-
INTRODUCTION
Using an emulator for the mobile operating system to execute and analyze the targeted application is a common first step in attacks against mobile banking and payment apps. Using an Android or iOS emulator is typically the initial step for an attacker, regardless of their goals—reversing the code, attaching a debugger, tampering with the program, etc. Also check detect emulators with web device fingerprinting
Therefore, stopping the protected program from operating in an emulator (simulated environment) is a key function of Runtime program Self-Protection (RASP) techniques. Effective emulator detection must be in place before a mobile app can be made to operate on an emulator.
We’ll find that there are several methods for identifying emulators, but there are also a lot of them available and growing. Several efficient methods for detecting Android emulators are examined in this article.
-
POPULAR ANDROID EMULATORS
- Android Studio’s emulator
- Andy
- ARChon
- Bluestacks
- Droid4X
- Genymotion
- KoPlayer
- MEmu
- Nox
- PrimeOS
- Remix OS Player
- Xamarin
- You Wave
- Arc Welder
- Droid Dolphin
- Bouncer
- Bare Droid
-
POPULAR IOS EMULATOR
- Smart face
- I Padian
- Appetize.io
- App.io
- Mobi One Studios
- Air iPhone
- X Code
- Remoted iOS simulator
-
ANDROID EMULATOR DETECTION TECHNIQUES
An emulator, virtual machine, hypervisor, and simulator are not the same thing. An emulator, which is typically quite sluggish, “emulates” the entire system, including the processor, in software. For virtualization to work, a physical CPU is needed in a virtual computer. A hypervisor is positioned “between” an emulator and a virtual machine. As implied by the name, a simulator functions more like a “stub” system that mimics than emulates.
The behavior and functionality of the original operating system are faithfully recreated by an emulator. Nevertheless, traces of it can still be found.
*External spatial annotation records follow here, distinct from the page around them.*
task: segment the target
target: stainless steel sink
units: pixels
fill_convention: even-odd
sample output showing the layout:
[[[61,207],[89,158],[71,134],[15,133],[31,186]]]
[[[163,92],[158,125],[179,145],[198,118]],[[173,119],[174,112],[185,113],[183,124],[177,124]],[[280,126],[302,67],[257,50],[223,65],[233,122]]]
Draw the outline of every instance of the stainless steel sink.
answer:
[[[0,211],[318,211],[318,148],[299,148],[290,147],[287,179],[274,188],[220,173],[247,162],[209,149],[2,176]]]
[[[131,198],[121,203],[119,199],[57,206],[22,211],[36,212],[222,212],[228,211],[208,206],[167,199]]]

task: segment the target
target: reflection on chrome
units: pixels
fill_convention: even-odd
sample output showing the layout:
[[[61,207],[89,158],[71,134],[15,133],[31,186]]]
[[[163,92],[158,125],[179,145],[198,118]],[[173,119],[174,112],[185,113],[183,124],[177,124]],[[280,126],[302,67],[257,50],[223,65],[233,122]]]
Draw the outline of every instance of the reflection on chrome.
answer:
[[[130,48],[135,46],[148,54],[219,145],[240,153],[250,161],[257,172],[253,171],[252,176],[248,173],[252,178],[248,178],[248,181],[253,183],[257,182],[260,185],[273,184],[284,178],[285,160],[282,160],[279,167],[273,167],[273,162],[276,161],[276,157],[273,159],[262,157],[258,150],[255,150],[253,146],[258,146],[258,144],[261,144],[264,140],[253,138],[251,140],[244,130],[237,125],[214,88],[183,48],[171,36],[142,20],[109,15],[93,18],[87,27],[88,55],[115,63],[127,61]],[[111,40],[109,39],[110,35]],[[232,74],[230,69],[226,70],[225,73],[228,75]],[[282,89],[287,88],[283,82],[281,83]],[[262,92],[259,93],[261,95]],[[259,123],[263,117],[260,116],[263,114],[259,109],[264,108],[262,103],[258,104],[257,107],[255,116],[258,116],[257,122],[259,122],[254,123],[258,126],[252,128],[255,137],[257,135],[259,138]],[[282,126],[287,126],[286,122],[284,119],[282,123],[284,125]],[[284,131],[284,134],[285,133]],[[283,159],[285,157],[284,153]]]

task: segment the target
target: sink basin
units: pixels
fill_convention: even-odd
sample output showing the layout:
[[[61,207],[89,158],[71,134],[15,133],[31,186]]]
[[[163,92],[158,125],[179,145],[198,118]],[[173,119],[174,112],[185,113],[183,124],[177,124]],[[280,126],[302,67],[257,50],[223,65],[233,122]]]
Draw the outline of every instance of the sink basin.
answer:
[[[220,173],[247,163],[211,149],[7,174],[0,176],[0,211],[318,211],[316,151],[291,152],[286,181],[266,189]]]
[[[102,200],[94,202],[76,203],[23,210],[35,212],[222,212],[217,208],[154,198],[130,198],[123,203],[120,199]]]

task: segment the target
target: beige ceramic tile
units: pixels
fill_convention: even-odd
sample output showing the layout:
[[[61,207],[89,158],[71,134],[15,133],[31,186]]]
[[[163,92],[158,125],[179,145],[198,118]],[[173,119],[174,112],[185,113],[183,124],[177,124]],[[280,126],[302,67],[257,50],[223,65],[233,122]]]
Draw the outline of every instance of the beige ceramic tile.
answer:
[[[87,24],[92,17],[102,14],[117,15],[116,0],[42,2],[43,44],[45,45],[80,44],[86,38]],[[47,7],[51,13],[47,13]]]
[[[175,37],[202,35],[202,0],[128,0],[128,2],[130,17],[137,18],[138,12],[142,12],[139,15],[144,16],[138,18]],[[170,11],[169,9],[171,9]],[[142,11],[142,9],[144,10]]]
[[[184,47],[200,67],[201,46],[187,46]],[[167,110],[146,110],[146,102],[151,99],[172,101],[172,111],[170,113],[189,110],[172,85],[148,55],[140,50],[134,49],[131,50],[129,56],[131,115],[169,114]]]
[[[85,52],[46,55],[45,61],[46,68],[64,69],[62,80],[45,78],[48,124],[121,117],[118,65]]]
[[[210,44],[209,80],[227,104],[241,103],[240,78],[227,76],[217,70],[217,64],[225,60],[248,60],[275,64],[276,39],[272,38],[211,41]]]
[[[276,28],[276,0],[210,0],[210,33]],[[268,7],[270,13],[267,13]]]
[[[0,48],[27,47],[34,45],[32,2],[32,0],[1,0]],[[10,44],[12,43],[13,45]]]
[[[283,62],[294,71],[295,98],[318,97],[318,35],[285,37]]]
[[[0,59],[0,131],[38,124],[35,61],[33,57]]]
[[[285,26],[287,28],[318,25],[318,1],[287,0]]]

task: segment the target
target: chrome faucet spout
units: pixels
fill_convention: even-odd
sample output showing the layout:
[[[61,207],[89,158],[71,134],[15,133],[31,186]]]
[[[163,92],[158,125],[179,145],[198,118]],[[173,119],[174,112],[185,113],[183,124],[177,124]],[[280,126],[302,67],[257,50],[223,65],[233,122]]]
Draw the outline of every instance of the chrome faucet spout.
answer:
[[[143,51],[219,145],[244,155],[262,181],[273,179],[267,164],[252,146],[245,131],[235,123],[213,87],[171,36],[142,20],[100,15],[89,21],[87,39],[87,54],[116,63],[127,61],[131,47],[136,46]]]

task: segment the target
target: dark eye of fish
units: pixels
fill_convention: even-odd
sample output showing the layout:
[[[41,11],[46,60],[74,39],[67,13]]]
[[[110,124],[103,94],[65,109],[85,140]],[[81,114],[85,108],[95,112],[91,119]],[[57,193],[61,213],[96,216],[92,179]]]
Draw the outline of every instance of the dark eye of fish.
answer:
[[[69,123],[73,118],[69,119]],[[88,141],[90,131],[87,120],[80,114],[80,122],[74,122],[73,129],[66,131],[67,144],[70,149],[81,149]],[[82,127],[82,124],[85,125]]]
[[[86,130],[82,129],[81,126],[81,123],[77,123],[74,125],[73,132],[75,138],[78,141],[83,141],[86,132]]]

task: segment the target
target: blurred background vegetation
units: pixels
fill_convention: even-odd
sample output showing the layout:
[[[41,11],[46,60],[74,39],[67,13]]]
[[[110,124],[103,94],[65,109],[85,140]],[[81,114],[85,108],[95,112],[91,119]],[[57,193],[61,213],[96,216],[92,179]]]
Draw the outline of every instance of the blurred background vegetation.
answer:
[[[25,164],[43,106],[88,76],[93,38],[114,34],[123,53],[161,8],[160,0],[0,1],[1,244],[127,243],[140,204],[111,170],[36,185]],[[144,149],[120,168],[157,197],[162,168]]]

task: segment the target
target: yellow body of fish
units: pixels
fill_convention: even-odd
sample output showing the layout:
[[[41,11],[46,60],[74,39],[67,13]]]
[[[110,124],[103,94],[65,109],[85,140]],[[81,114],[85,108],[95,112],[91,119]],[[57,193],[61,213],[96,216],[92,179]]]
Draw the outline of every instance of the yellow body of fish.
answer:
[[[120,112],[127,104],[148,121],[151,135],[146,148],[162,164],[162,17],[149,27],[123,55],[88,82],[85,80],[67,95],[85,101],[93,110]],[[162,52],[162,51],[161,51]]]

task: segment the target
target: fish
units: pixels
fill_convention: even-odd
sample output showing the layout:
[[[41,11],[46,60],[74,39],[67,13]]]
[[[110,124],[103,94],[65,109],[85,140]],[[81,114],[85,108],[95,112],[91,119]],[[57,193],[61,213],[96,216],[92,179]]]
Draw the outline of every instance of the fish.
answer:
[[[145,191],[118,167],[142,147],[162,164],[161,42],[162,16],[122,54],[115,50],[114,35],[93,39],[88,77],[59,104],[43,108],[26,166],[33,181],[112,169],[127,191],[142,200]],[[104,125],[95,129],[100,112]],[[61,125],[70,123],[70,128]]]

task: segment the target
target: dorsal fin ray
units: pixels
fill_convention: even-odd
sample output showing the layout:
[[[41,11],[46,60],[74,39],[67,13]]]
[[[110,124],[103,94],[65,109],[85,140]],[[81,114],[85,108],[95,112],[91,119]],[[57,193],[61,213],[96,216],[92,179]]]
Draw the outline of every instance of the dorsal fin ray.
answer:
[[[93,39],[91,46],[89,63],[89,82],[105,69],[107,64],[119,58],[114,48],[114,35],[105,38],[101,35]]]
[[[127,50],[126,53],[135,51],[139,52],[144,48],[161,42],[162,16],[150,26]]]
Such artifacts can be found in the file system, network, or hardware, and their presence is the basis for the majority of emulator detection approaches.
4.1 BUILD VALUES
It may be easy to check for an emulator by reading the build values.
Programmatically, Android allows access to all of the following values, which frequently indicate the existence of an emulator:
- Build. FINGERPRINT
- Build. MANUFACTURER
- Build. MODEL
- Build. BRAND
- Build.DEVICE
- Build. PRODUCT
4.2 HARDWARE-BASED DETECTION
Examining hardware discrepancies can help identify the existence of an emulator. An emulator will also yield an IMEI check value of “000000000000000.” Similarly, the IMSI check, and so on, may be performed.
4.3 NETWORKING ENVIRONMENT CHECKS
Numerous clues that an emulator is present can be found on a network. The network cards’ MAC addresses could have certain values.
-
CONCLUSION
Beyond what we have covered here, there exists a plethora of other methods for detecting emulators.
Identifying an emulator within an Android or iOS environment is not the most challenging task for a RASP system in isolation. However, with the variety of emulators available and the resulting large margin of error, which can lead to significant False Acceptance Rates or significant False Reject Rates, it might be challenging. A mobile emulator detector may provide more accurate findings if machine learning is used on top of the tests.